Solutions For Youth Fund |  Supporting Homeless Youth

I’m a counselor at the high school and every day I hear
multiple heartbreaking stories from so many students.
Hundreds of kids are living with people other
than their parents because their parents are drug
addicts, in jail, alcoholics, dead, or unfit. Students
come to school wearing the same old clothes every
day, the same old shoes every day regardless of all the
sadness and trauma that haunts them.

One question gives so many answers, “Who do you live
with?”

My grandma
My older sister
My older brother
My mom’s ex-boyfriend
My mom’s ex-husband
My aunt
My neighbor
My uncle
In my car

With any of these answers we can assume a large
amount of trauma. So much trauma that these students
can’t concentrate most of the day, can’t trust, can’t
learn…struggle. They share their problems with me.
They cry. They ache. They rage. They attempt
suicide. They cut. They mourn for absent parents.
I listen. I offer some coping strategies, a referral to
mental health, a hug, a snack, but often I am unable to
do more than listen and maybe make a schedule change.
Adverse childhood experiences – ACEs fill my day and
my mind. Post traumatic stress disorder – PTSD makes
kids sensitive, distracted and full of toxic stress. The
daily interaction with trauma gives me and my
coworkers secondary trauma.

Some days we leave work with very heavy hearts because there is not much
we can do to make significant change. But then…
But then came the Solutions for Youth Fund. Being able
to order a student a new pair of shoes and socks
so he/she is not bullied anymore over his/her smelly
shoes is powerful. Being able to order new clothes,
school supplies, a jacket and give them to students
who have very little happiness in their lives is healing.
In the lives of kids who think no one cares about them,
they feel cared about. They feel heard and shocked.
Shocked that anyone would give them something new.

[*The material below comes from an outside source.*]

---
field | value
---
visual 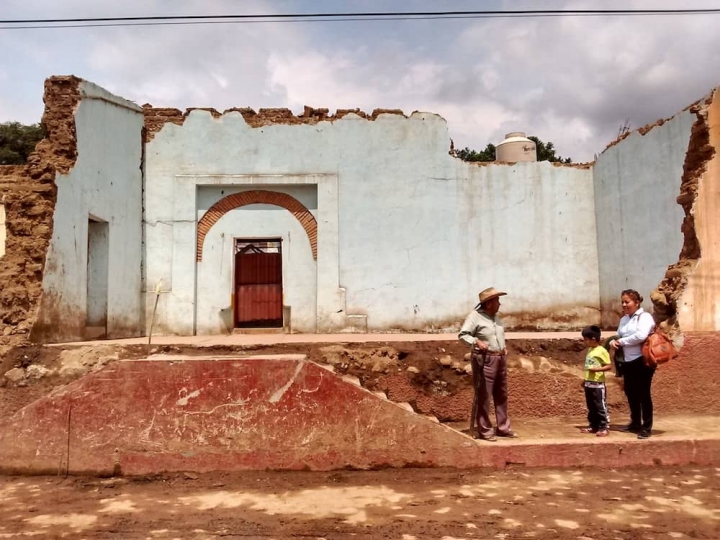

These students feel undeserving, unworthy, unloved. I
know a pair of shoes doesn’t make a person happy, but
it does make them smile. They smile for a moment in
a life of years with no smiles. They walk proud in their
new clean clothes.

For those of us who grew up privileged with
birthdays, holidays, constant sources of love and support,
regular meals, trips, cars that run, safe homes, etc, we
find it hard to believe that a child could live 15
years and never have owned a new book or been
to a restaurant for dinner. It’s hard to believe that a
child could live an entire childhood with no bed, no new
clothes ever, limited food, and constant chaos in their
living space. But every day in my line of work, I talk to
kid after kid who lives that reality. They have been
abandoned by their parents and most of the time the
people who take them in are living in poverty themselves.

Every time I can give a student something he/she needs
with the help of the Solutions for Youth Fund, I know
that I’ve made a difference in a child’s life.

One reason is that I took the time to listen and find out. I earned
the child’s trust to have the difficult conversation about
needing things and I had an amazing support program
at Children First.

In one day these are some of the backgrounds of kids
myself and other counselors work with:
A student living with a single parent who is disabled
A student living with neighbors since their parent died
A student living with a single parent because the other
is in jail
A student living with a stepparent needing hygiene
products
A student living with a grandparent in poverty facing
eviction
A student living with a friend because their parents are
in prison or on the streets
A student living with a parent, both victims of domestic
abuse and struggling to survive.

There are so many young people suffering and living
without the basics. Providing them with small relief
helps them get by another day. Kids gasp in delight
when they see a new book or new shoes. It makes the
days of trauma filled stories a tiny bit less heavy
and takes the edge off of some of the toxic stress
so many kids are living with. Helping them helps our
community and everyone who interacts with them.